LACRIME E PROCEDURE
Theresa May ha dato le dimissioni tra le lacrime. Lacrime che potevano essere evitate, se fin dall'inizio di questa incredibile vicenda si fosse guardata in faccia la realtà. Invece già nella campagna referendaria si è fatto abuso di fandonie e falsificazioni. O di sogni irrealizzabili, come il ritorno ai fasti imperiali del passato.
Il voto popolare è divenuto così il feticcio a cui sacrificare ogni altra considerazione. La nuova inquilina di Downing Street si affrettò infatti a proclamare: “Brexit significa Brexit”. Come si trattasse di passare dalla guida a sinistra alla guida a destra. Sembrava che l'unica cosa importante fosse fissare la data per il divorzio, dando per scontato che due anni sarebbero sicuramente bastati per condurre in porto un accordo con l'Unione. Un agreement su base paritetica, secondo la ferma convinzione del governo di Sua Maestà. Serviva un uomo navigato ed un perfetto conoscitore dei negoziati internazionali come Pascal Lamy per formulare la corretta previsione: “Non ci sarà alcuna trattativa, ma solo una procedura.” Come quelle che si devono seguire in internet per acquistare un biglietto aereo o ferroviario, in cui non puoi tralasciare nemmeno un passaggio. Vien da ridere leggendo le dichiarazioni di quell'indefinibile personaggio che risponde al nome di Nigel Farage, che, da un lato, se la prende con il capo negoziatore dell'UE Michel Barnier per il suo fanatico europeismo e, dall'altro, confessa che avrebbe voluto averlo dalla sua parte come difensore degli interessi del Regno Unito. Come se fosse solo questione di persone e non di rapporti di forza.

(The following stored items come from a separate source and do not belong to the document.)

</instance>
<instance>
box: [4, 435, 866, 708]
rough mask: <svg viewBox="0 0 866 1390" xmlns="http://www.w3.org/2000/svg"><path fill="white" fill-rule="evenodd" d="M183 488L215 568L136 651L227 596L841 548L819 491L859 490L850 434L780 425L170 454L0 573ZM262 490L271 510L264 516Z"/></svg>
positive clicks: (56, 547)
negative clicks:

La mancata ratifica dell'accordo da parte di Westminster ha costretto il governo inglese a chiedere delle proroghe e a subire l'onta di dover convocare le elezioni europee. I risultati si conosceranno domenica con tutti gli altri, ma le conseguenze di questa serie di errori sono già sotto gli occhi di tutti. Il sistema partitico inglese, uno dei più stabili dell'intero Occidente, è stato disintegrato. Le divisioni e le contrapposizioni si sono naturalmente estese all'opinione pubblica e all'intero elettorato, con una polarizzazione che non lascia certo ben sperare per la coesione sociale. La Scozia minaccia di indire un nuovo referendum per ottenere l'indipendenza e rimanere così nell'UE. Nel caso di un sempre più probabile No deal incombe poi la minaccia più grave: una ripresa del conflitto nell'Irlanda del Nord.
Queste prospettive fanno passare in secondo piano le pur sincere lacrime di Theresa May e dovrebbero spingere gli elettori a non seguire i tanti apprendisti stregoni che anche al di qua della Manica propongono di seguire l'esempio inglese. Dovrebbero però anche suggerire ai partiti che si definiscono europeisti ed agli Stati che hanno una maggiore consapevolezza dei pericoli che stiamo correndo che è venuto il tempo di mettere mano ad una profonda riforma delle istituzioni europee. Prima di dover fare i conti con altri Boris Johnson o Nigel Farage.